Whatever is your response you agree that we are spending our lives on teaching children become what nobody knows for sure, whereas we are neglecting something that we know for sure our students would become one day.
I am speaking about each of the 36 students in my class becoming a family man or a family woman. I am sure most of them, if not all of them, will at least try living a family life with a partner and their children. Isn’t it so with you, too? Are you not sure that most of your students would grow up, marry and live a family life one day?
Don’t lie. We all know it. But the question is, ‘What are we doing to prepare them for this inevitable part of life? If you are a teacher from India, don’t trouble yourself; I can imagine. If you are from any of the western countries, I guess you do not do anything significant, for I see the number of divorces happening around there. I recently read that 500 of every 1000 marriages last less than a decade in the UK and the USA. That is unbelievable, and if it is true I can only pity the children born there.
I don’t think people divorce because their new partner would have a particular body part that the first did not have. Neither do I think people marry knowing that they are choosing the wrong partner. In fact there are few cases where the choice was wrong. Then why is it that our students grow up, become successful professionally and fail personally?
Let me be a bit candid on this question: I do not know the exact reason, but I do know that never in the history of education, as far as I know, have we given enough importance to educating our children on living in this institution called “family”. It has always been assumed that they will learn it without any external support, and that everyone is born to live in a family, it does not require any concentrated efforts or attention.
So the question is “What is there to be learnt about being in a family?’
Quite a lot. And here I suggest a few that as teachers or heads of educational institutions we can do:
- Teach them (boys, especially) the importance of sharing responsibility: In India it is simply taken for granted that looking after kids, cooking family meals, washing dishes & cloths, cleaning the house, offering sex(at man’s will) etc. are women’s work. We do not budge even if the high sky falls. Today most women opt to work in order to support the rising cost of living… oh…that is cool, but all the aforementioned works are their ‘primary’ responsibilities; we, men, are a little too superior. Come on catch them young, and teach them that their family may not last if they don’t mend this attitude. Or they would have a ‘dead walker’ at their home.
- The Virtue of forgiving: I would already have separated a few times hadn’t my wife been blessed with this virtue. Tell them right on the face that perfect couples exist only, and only on screen. In real life people are just too real. They make mistakes- they commit blunders. Teach them to forgive unconditionally in family.
- Teach them the reasons for divorce: I believe there is no real reason for divorce other than the attitude of either one or both of the partners. Here are some absurd reasons people say. Whether they are right or wrong address them in the class rooms. Some people say women becoming financially independent is the reason. Ha ha… you guys want to keep slaves at home ( my response, please.). But that is absurd. That cannot be the real reason.
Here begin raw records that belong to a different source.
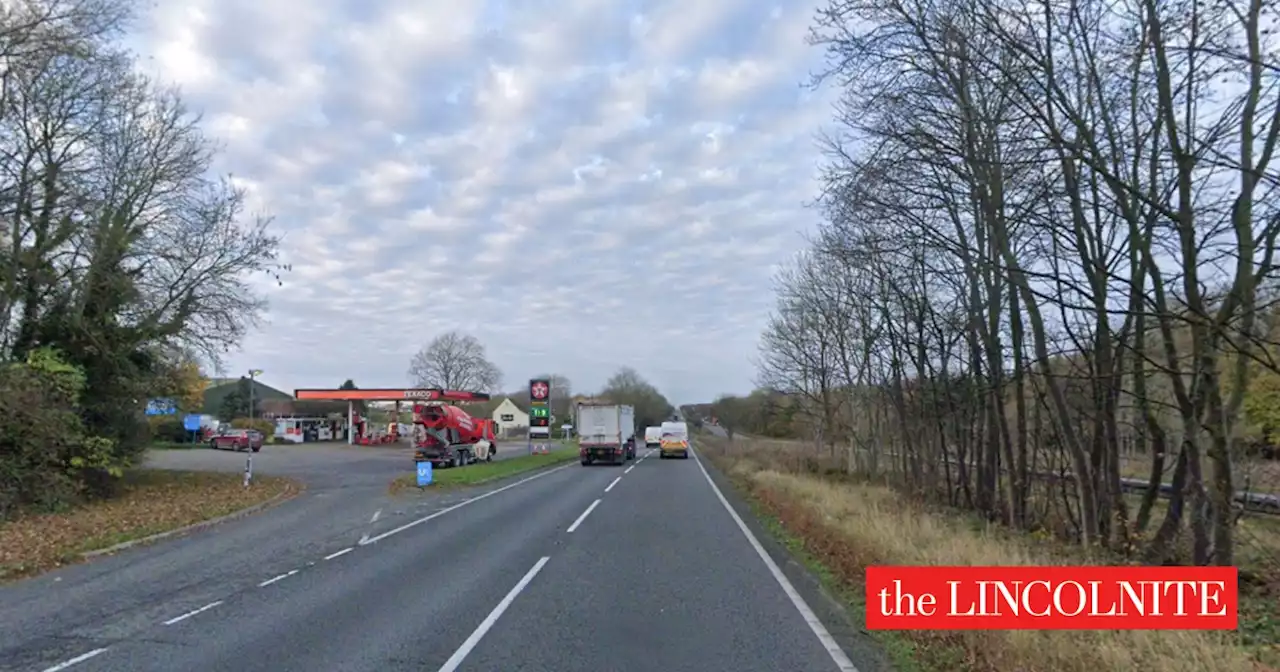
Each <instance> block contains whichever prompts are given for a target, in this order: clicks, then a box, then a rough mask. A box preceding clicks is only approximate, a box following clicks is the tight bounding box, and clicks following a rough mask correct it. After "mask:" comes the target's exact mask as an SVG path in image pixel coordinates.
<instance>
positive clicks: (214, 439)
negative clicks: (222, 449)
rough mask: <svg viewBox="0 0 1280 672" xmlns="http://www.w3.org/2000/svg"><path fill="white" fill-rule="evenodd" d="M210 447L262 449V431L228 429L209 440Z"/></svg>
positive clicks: (221, 431)
mask: <svg viewBox="0 0 1280 672" xmlns="http://www.w3.org/2000/svg"><path fill="white" fill-rule="evenodd" d="M209 447H210V448H215V449H216V448H229V449H232V451H253V452H255V453H256V452H259V451H261V449H262V433H261V431H257V430H256V429H228V430H223V431H221V433H220V434H218V435H216V436H214V438H212V439H211V440H210V442H209Z"/></svg>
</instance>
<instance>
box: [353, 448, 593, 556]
mask: <svg viewBox="0 0 1280 672" xmlns="http://www.w3.org/2000/svg"><path fill="white" fill-rule="evenodd" d="M570 466H572V465H564V466H562V467H554V468H549V470H547V471H539V472H538V474H534V475H532V476H529V477H527V479H521V480H518V481H516V483H512V484H508V485H503V486H502V488H498V489H497V490H489V492H488V493H484V494H479V495H475V497H472V498H471V499H463V500H462V502H458V503H457V504H453V506H452V507H447V508H442V509H440V511H436V512H435V513H431V515H430V516H424V517H421V518H417V520H415V521H408V522H406V524H404V525H401V526H399V527H396V529H393V530H387V531H385V532H383V534H380V535H378V536H370V538H369V539H361V540H360V543H358V545H366V544H372V543H375V541H381V540H383V539H387V538H388V536H390V535H393V534H399V532H403V531H404V530H408V529H410V527H413V526H417V525H421V524H424V522H426V521H429V520H435V518H439V517H440V516H443V515H445V513H448V512H451V511H457V509H460V508H462V507H465V506H467V504H470V503H472V502H479V500H481V499H484V498H486V497H493V495H495V494H498V493H500V492H504V490H509V489H512V488H515V486H517V485H521V484H525V483H529V481H531V480H534V479H540V477H543V476H545V475H548V474H553V472H557V471H561V470H564V468H568V467H570Z"/></svg>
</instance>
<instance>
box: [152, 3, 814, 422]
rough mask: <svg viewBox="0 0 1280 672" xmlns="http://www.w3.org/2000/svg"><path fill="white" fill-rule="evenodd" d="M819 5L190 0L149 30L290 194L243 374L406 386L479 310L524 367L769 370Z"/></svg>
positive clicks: (221, 158)
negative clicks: (754, 358) (808, 30)
mask: <svg viewBox="0 0 1280 672" xmlns="http://www.w3.org/2000/svg"><path fill="white" fill-rule="evenodd" d="M813 10H814V5H810V4H808V3H791V1H787V3H771V1H759V3H753V1H748V0H700V1H698V3H689V1H675V0H672V1H666V0H659V1H637V0H621V1H618V0H609V1H604V0H561V1H556V3H552V1H545V0H544V1H520V3H503V1H497V0H488V1H485V0H481V1H472V0H449V1H440V3H424V1H421V0H392V1H383V0H358V1H333V0H307V1H305V3H303V1H298V0H216V1H215V0H209V1H202V0H166V1H165V3H159V4H157V5H154V6H152V9H151V10H150V12H148V13H147V14H145V15H143V17H142V18H141V19H140V22H138V26H137V29H136V31H134V33H133V35H132V36H131V38H129V40H131V46H132V47H133V49H136V50H137V51H138V52H140V55H141V56H142V61H141V64H140V67H141V68H143V69H145V70H147V72H148V73H151V74H154V76H155V77H157V78H159V79H160V81H161V82H165V83H173V84H178V86H179V87H180V88H182V91H183V95H184V97H186V99H187V100H188V102H189V104H191V106H192V109H193V110H196V111H200V113H202V114H204V116H205V129H206V131H207V133H209V134H210V136H211V137H214V138H216V141H218V142H219V143H220V145H221V146H223V147H224V151H223V154H221V155H220V157H219V164H218V169H219V170H220V172H223V173H230V174H233V175H234V178H236V180H237V182H238V183H239V184H241V186H242V187H243V188H244V189H246V192H247V193H248V200H250V205H251V210H252V211H260V212H269V214H271V215H274V216H275V224H274V227H275V230H276V232H278V233H279V234H280V236H282V237H283V242H282V259H283V261H285V262H289V264H292V266H293V270H292V273H289V274H287V275H285V276H284V285H283V287H275V285H274V284H273V283H266V282H262V283H261V289H262V292H264V293H265V296H266V298H268V300H269V301H270V308H269V312H268V315H266V319H265V321H264V324H262V326H261V328H260V329H257V330H256V332H253V333H252V334H251V335H250V337H248V338H246V340H244V342H243V348H242V351H239V352H234V353H232V355H229V356H228V358H227V367H225V371H224V372H225V374H227V375H239V374H241V372H242V371H247V370H248V369H261V370H262V371H264V374H262V375H261V380H262V381H264V383H266V384H269V385H273V387H276V388H279V389H284V390H292V389H294V388H303V387H337V385H338V384H340V383H342V381H343V380H346V379H348V378H351V379H353V380H355V381H356V383H357V384H358V385H360V387H366V388H372V387H401V385H407V384H408V383H410V380H408V379H407V369H408V362H410V358H411V357H412V355H413V353H415V352H416V351H417V349H420V348H421V347H424V346H425V344H428V343H429V342H430V340H431V338H434V337H435V335H438V334H440V333H444V332H448V330H452V329H460V330H462V332H466V333H470V334H472V335H475V337H476V338H477V339H480V342H481V343H484V346H485V348H486V352H488V356H489V358H490V360H492V361H493V362H494V364H497V365H498V367H499V369H500V370H502V371H503V375H504V383H503V388H504V389H507V390H516V389H520V388H521V387H522V385H525V384H526V383H527V380H529V378H530V376H534V375H538V374H544V372H557V374H562V375H566V376H568V379H570V380H571V381H572V383H573V387H575V390H576V392H594V390H598V389H599V388H600V387H603V384H604V381H605V380H607V379H608V376H609V375H612V374H613V372H614V371H616V370H617V369H618V367H621V366H631V367H634V369H636V370H637V371H639V372H640V374H641V375H643V376H644V378H645V379H648V380H649V381H650V383H653V384H654V385H655V387H657V388H658V389H659V390H662V392H663V393H664V394H666V396H667V398H668V399H669V401H671V402H672V403H677V404H678V403H692V402H701V401H710V399H712V398H714V397H716V396H718V394H721V393H727V392H733V393H742V392H748V390H749V389H750V388H751V380H753V378H754V374H755V369H754V365H753V360H754V357H755V353H756V344H758V342H759V334H760V330H762V329H763V326H764V324H765V321H767V319H768V315H769V311H771V310H772V307H773V305H774V296H773V280H772V278H773V274H774V273H776V270H777V268H778V265H781V264H785V262H786V261H787V260H788V259H790V257H791V255H794V253H795V252H797V251H799V250H801V248H803V247H804V244H805V242H804V233H805V232H810V230H813V229H814V228H815V225H817V220H818V212H817V211H815V210H814V209H812V207H809V206H808V204H810V202H813V200H814V198H815V197H817V195H818V191H817V189H818V183H817V179H815V177H817V173H818V166H819V163H820V152H819V148H818V145H817V140H815V138H817V136H818V133H819V132H820V131H822V129H823V127H824V125H826V124H827V123H828V120H829V119H831V116H832V111H831V101H832V100H833V97H835V93H833V91H831V90H829V88H828V90H820V91H813V90H810V88H809V87H806V86H805V83H806V82H808V79H809V76H810V73H814V72H817V70H818V69H820V67H822V52H820V49H818V47H813V46H808V45H806V44H805V35H806V31H808V27H809V24H810V19H812V18H813Z"/></svg>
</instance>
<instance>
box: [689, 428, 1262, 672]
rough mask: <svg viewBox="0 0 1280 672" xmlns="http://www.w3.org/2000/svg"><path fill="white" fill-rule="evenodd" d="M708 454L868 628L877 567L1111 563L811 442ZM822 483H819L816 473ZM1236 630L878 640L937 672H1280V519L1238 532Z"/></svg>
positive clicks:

Another reason they say is the interference of other family members. Which parents want to ruin their own daughter’s /son’s family? Not any that I know of. But still address it, too, in the class rooms. I do not want to go on listing them. Actually the list is endless, for people divorce for different reasons everyday.
Let me not go on and on. My point is made, may be I have been beating the dead horse, again. Yet I strongly feel that as educators we can help the next generation of families be happier and more prosperous.